We generated coevolution based contact predictions using GREMLIN (4, 12) for the 1297 protein families with N_f ≥ 64 and built models for the 921 protein families (1024 domains) with many contacts between positions separated by more than five residues along the linear sequence (number of long range contacts > half the number of residues in protein). The structure-prediction calculations converged on models with predicted TM scores (based on the benchmark calculations) greater than 0.65 for 614 of the 1024 domains. A list of the Pfam families covered by these models is in table S3; the models are available at http://gremlin.bakerlab.org/meta/, along with an interactive 3D interface powered by 3Dmol.js (38) and D3.js (39) for visualization of coevolution contacts on the models. These structures provide close templates for comparative modeling of 487,306 UniRef100 and 3,868,268 Integrated Microbial Genomes metagenomic unique (less than 80% pairwise identity) sequences.

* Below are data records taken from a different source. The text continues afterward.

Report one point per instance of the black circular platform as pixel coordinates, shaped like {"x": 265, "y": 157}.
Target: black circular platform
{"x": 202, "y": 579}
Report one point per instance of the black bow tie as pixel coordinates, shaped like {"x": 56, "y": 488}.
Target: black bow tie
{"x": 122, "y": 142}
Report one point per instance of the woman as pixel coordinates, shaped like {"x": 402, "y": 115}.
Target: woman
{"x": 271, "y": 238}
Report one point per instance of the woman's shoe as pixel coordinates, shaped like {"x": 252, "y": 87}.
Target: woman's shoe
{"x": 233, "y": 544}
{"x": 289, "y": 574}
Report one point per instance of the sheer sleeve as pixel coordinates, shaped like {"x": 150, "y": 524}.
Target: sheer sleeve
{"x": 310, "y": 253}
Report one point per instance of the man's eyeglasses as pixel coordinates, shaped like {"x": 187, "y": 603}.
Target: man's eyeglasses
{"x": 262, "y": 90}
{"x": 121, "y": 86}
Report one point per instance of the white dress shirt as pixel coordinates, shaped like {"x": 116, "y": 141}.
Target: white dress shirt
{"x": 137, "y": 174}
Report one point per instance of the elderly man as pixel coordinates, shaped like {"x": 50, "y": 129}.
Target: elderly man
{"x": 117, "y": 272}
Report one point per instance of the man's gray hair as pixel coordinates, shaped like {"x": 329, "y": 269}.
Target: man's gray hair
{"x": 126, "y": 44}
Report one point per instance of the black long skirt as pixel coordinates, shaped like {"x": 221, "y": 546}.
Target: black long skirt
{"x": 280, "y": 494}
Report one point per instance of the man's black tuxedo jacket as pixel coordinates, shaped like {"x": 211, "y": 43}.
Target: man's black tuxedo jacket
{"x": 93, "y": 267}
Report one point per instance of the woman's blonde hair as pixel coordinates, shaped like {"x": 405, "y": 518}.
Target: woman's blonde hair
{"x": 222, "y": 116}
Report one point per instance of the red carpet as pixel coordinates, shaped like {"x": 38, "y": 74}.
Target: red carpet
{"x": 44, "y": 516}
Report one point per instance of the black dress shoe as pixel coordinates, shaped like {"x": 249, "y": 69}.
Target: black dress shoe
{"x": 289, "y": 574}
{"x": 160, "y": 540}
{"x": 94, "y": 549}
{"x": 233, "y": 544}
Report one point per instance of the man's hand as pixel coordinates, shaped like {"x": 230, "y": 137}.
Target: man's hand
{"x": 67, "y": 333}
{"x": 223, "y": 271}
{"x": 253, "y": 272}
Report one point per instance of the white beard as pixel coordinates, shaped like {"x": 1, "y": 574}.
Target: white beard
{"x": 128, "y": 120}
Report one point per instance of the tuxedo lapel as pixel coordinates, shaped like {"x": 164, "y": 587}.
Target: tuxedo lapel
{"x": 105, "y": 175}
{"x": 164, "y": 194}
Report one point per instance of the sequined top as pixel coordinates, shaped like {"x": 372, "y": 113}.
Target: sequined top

The converged models for the 614 Pfam families (table S3) provide a view of the hitherto unseen protein universe. To determine whether the models belong to known protein folds, we carried out structure-structure comparisons against the Structural Classification of Proteins (SCOP) (40) domain database. For 477 of the families, the models matched a protein of known structure over nearly the entire length and, hence, can be assigned to SCOP folds (52 distinct all alpha, 29 alpha/beta, 51 alpha+beta, and 28 all-beta folds). In a number of cases, the SCOP classifications are consistent with previous functional information; for example, the restriction endonuclease Xho I is assigned to the restriction enzyme fold, and a family of prokaryotic putative ubiquitin-like proteins is assigned the beta-grasp fold (to which ubiquitin belongs). For 137 of the domains, there were no significant structure matches of the models to the PDB (TM-align score < 0.5), and hence, these have new folds. Space limitations preclude showing here even a small number of the 614 models; instead, we show a small selection of the 3D structures in Fig. 3. They include the key developmental regulator Chordin; a key enzyme in cobalbumin synthesis; a metalloendopeptidase; and mercury and iron transporters. Six are transmembrane proteins, four have new folds, and several have complex topologies. These and the remaining 590 structure models not shown in Fig. 3 should provide a basis for understanding molecular function and mechanisms and should guide experimental structure determination (such efforts should be informed of the limitations of the modeling approach described in the supplementary text). While this manuscript was in preparation, crystal structures of members of 5 of the 614 families were published and are similar to the corresponding models (TM-align score ≥ 0.7) (see fig. S3 and table S4).

The models presented in this paper fill in about 12% of the structural information missing for known protein families. That this could be accomplished using computational modeling methods was not at all apparent 5 years ago. This progress required integration of advances in disparate research areas: metagenome sequencing, coevolutionary analysis, and de novo protein structure-prediction methodology. This combined approach has a bright future: Extrapolating from the data in Fig. 2B suggests that in several years the majority of families will have sufficient number of sequences for accurate structure modeling. A current limitation is that most sequence data are for prokaryotes, but as fungal and other simple eukaryote genome structure prediction sequencing projects ramp up, the approach should become applicable to eukaryote specific protein families.